Cozy and settled in at Allt-na-Leven bed and breakfast in Kinlochleven, we gathered in a circle the evening before reaching Fort William, the end of the West Highland Way.
I cannot know her thoughts, but perhaps with that end in mind, our prompt leader for the evening shared a poem by Robert Louis Stevenson. We had been hearing a lot from Robert Burns (aka the Ploughman Poet) along the way since he and his words are immortalized on rock and plaque and hotel walls across Scotland.
Both Stevenson is an equally beloved Scottish literary hero. The more I've learned about him, the more I want to go back and re-read Treasure Island and read anew his other works. The Stevenson piece below is certainly about death. But, it feels to me, it is more about living.
Consolation
by Robert Louis Stevenson
Though he, that ever kind and true,
Kept stoutly step by step with you,
Your whole long, gusty lifetime through,
Be gone a while before,
Be now a moment gone before,
Yet, doubt not, soon the seasons shall restore
Your friend to you.
He has but turned the corner — still
He pushes on with right good will,
Through mire and marsh, by heugh and hill,
That self-same arduous way —
That self-same upland, hopeful way,
That you and he through many a doubtful day
Attempted still.
He is not dead, this friend — not dead,
But in the path we mortals tread
Got some few, trifling steps ahead
And nearer to the end;
So that you too, once past the bend,
Shall meet again, as face to face, this friend
You fancy dead.
Push gaily on, strong heart! The while
You travel forward mile by mile,
He loiters with a backward smile
Till you can overtake,
And strains his eyes to search his wake,
Or whistling, as he sees you through the brake,
Waits on a stile.
After reading the poem, we sat quietly for a moment. The prompt came in the form of a question:
“Is there someone who walks ahead of you? Beside you?”

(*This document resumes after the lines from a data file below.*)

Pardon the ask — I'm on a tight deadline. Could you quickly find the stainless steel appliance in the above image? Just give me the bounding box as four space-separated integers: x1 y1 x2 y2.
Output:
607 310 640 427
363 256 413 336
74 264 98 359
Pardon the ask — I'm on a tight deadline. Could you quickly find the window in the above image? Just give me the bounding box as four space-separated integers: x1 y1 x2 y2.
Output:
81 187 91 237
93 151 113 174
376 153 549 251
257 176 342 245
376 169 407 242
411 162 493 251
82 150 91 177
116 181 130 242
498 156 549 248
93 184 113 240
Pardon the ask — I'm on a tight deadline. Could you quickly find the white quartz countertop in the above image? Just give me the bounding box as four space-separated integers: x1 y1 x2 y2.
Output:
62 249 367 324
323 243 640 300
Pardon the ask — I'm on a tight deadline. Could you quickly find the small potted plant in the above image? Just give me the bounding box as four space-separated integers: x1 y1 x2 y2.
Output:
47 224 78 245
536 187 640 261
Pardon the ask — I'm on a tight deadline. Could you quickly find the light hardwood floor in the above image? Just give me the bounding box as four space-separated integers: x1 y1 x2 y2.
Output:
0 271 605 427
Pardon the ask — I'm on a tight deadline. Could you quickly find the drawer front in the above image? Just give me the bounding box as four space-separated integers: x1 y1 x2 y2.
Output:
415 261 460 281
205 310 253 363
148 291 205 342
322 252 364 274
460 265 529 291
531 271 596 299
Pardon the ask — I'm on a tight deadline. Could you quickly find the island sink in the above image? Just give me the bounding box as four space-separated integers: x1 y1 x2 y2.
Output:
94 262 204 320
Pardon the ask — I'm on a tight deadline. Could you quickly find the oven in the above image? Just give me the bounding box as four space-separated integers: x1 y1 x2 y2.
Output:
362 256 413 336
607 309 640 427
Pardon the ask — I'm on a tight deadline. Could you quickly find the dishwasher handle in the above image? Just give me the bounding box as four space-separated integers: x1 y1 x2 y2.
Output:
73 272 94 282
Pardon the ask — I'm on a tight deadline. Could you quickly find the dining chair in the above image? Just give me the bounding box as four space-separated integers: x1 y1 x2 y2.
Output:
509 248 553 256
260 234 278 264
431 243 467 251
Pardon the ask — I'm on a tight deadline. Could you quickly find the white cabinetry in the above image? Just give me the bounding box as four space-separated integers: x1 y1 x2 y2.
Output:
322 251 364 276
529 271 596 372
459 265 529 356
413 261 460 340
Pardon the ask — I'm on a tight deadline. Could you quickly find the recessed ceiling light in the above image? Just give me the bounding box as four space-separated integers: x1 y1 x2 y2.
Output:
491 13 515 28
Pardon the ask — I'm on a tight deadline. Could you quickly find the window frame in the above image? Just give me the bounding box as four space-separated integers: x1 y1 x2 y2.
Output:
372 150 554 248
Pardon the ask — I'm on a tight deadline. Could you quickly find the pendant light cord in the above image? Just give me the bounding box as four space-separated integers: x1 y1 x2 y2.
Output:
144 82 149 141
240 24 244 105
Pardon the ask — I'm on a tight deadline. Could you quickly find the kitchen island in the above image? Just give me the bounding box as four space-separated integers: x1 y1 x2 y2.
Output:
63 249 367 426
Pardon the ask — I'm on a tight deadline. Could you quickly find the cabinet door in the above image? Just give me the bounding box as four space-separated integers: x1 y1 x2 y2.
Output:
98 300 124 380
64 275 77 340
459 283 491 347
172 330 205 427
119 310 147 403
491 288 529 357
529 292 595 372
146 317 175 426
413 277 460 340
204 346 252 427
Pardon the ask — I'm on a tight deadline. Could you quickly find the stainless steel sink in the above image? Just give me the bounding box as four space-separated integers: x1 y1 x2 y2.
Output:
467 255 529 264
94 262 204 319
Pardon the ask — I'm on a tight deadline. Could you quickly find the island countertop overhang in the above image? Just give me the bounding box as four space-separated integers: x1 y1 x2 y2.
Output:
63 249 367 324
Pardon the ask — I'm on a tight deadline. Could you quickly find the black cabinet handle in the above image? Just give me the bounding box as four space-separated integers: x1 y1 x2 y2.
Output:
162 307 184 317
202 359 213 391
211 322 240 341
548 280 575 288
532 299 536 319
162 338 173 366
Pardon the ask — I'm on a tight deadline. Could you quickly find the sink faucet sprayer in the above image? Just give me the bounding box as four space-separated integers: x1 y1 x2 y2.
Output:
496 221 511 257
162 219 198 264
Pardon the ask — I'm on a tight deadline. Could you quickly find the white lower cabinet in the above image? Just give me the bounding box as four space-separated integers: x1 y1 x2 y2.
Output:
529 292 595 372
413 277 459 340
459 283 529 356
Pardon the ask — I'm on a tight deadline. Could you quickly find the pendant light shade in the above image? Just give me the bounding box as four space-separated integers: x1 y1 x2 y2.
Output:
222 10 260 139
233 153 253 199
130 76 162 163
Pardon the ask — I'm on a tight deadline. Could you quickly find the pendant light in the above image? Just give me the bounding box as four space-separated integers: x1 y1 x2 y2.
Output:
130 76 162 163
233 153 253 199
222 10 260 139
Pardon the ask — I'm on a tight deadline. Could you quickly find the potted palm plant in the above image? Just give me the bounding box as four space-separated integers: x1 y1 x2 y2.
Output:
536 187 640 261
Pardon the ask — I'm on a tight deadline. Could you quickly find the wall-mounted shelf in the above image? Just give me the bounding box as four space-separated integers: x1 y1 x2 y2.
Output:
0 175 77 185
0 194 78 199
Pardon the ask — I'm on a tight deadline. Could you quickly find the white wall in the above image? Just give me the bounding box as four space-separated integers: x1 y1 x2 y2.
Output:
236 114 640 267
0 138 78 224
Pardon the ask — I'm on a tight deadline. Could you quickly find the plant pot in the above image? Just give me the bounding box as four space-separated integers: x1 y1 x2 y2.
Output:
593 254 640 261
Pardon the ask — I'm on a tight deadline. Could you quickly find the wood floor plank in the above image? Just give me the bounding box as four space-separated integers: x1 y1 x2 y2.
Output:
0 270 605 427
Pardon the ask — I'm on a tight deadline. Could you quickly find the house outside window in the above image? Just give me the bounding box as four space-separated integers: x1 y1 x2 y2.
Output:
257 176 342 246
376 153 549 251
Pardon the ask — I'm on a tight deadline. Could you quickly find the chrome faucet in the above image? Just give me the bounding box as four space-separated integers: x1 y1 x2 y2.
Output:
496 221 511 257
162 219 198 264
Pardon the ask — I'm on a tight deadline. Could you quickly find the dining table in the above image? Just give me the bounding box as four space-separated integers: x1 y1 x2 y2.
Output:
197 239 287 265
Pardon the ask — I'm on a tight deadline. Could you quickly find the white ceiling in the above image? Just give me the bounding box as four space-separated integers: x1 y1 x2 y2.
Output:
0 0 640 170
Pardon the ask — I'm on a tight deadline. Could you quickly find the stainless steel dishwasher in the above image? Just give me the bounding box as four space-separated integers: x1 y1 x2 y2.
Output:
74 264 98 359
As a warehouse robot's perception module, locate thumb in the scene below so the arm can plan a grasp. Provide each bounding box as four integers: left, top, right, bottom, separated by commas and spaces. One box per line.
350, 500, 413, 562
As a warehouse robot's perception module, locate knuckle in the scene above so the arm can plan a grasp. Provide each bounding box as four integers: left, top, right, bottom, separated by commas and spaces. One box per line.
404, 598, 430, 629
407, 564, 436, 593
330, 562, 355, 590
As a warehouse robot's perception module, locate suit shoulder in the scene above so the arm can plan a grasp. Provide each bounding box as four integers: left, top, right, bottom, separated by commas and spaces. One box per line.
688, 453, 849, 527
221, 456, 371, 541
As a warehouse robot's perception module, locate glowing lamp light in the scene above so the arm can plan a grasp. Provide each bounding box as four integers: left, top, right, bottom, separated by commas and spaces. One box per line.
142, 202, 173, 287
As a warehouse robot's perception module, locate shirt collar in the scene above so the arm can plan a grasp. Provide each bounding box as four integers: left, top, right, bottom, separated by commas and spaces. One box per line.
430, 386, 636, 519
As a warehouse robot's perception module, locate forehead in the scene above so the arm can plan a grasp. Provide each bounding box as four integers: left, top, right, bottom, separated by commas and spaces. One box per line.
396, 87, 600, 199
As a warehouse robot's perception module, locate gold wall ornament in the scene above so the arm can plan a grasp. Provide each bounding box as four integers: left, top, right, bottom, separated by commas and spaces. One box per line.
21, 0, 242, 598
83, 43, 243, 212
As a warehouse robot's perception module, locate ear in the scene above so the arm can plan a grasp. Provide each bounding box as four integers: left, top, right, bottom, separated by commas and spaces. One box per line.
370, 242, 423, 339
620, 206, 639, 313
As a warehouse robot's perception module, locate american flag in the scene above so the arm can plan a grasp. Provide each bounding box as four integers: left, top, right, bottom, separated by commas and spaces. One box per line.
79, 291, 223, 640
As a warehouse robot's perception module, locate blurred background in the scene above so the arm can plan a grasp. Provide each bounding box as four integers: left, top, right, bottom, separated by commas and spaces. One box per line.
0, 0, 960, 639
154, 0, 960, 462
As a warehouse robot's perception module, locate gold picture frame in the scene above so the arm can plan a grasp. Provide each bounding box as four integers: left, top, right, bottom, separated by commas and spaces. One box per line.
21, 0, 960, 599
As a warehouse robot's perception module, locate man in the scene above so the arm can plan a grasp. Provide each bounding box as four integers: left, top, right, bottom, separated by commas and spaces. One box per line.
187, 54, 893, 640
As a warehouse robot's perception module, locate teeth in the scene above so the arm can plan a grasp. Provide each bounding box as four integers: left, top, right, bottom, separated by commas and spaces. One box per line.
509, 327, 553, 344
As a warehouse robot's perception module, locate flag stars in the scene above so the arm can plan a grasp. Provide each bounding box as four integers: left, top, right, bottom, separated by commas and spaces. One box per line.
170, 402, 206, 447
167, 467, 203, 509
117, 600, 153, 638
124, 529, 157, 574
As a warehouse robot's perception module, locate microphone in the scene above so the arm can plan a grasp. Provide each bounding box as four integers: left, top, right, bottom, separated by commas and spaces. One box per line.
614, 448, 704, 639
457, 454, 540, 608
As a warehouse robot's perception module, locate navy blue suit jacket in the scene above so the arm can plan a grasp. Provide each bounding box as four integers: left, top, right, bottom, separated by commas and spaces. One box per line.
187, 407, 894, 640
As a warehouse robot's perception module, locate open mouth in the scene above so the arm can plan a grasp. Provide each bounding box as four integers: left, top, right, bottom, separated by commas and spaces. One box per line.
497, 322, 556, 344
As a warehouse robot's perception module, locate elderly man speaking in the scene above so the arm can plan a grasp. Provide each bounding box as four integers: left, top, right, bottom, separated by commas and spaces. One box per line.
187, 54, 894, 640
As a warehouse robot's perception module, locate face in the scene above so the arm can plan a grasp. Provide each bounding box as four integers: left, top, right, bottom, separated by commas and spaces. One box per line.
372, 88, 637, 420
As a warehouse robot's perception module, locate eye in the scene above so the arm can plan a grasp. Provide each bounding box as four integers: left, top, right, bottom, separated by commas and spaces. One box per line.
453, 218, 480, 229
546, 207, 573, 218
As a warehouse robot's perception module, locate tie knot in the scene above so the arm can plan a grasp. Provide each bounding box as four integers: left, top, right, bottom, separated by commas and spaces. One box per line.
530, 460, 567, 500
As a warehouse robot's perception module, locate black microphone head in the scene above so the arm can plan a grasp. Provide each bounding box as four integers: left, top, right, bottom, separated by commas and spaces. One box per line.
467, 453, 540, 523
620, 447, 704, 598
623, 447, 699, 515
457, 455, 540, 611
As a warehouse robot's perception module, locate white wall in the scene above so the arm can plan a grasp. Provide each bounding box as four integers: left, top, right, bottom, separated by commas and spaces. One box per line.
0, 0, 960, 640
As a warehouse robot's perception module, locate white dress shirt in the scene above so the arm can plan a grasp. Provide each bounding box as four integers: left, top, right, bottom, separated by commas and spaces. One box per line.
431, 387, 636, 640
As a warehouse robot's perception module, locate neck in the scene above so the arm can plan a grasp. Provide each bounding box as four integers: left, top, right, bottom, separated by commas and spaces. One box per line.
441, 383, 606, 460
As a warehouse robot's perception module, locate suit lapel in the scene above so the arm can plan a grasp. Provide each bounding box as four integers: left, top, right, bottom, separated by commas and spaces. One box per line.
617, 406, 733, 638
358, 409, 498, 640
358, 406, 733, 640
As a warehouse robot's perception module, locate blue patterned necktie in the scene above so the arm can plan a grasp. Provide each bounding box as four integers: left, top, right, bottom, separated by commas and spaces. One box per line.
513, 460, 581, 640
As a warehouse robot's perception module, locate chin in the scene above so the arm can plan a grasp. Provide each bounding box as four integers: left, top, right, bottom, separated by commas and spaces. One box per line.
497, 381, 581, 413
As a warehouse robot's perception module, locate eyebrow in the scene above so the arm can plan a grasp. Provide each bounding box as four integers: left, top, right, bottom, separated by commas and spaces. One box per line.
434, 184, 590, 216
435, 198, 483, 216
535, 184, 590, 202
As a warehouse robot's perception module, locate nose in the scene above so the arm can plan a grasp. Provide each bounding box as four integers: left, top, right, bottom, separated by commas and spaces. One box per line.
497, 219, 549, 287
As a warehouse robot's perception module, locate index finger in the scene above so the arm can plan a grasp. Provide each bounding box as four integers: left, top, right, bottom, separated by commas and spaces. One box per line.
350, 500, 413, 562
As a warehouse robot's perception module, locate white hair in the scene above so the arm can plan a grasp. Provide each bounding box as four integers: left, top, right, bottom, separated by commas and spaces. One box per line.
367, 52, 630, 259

This writing session was deeply personal, with tears shed, aches and loss felt, and new understandings of how we (the living) move forward with our dead rather than without them. We walking writers are raw near the end of our journey, and I think too that parts of us have died away to make space for things new to be born.
Two writings from the session:
Juliette
My grandmother walks ahead of me and she has on every path I’ve walked since 1983, encouraging me to keep walking forward. I see her now on the front porch, arms crossed over her belly, apron tied loosely around her waist. I follow her with admiration, pulled forward even now that she has gone by the things she once said:
“You don’t have to just because everyone expects it.”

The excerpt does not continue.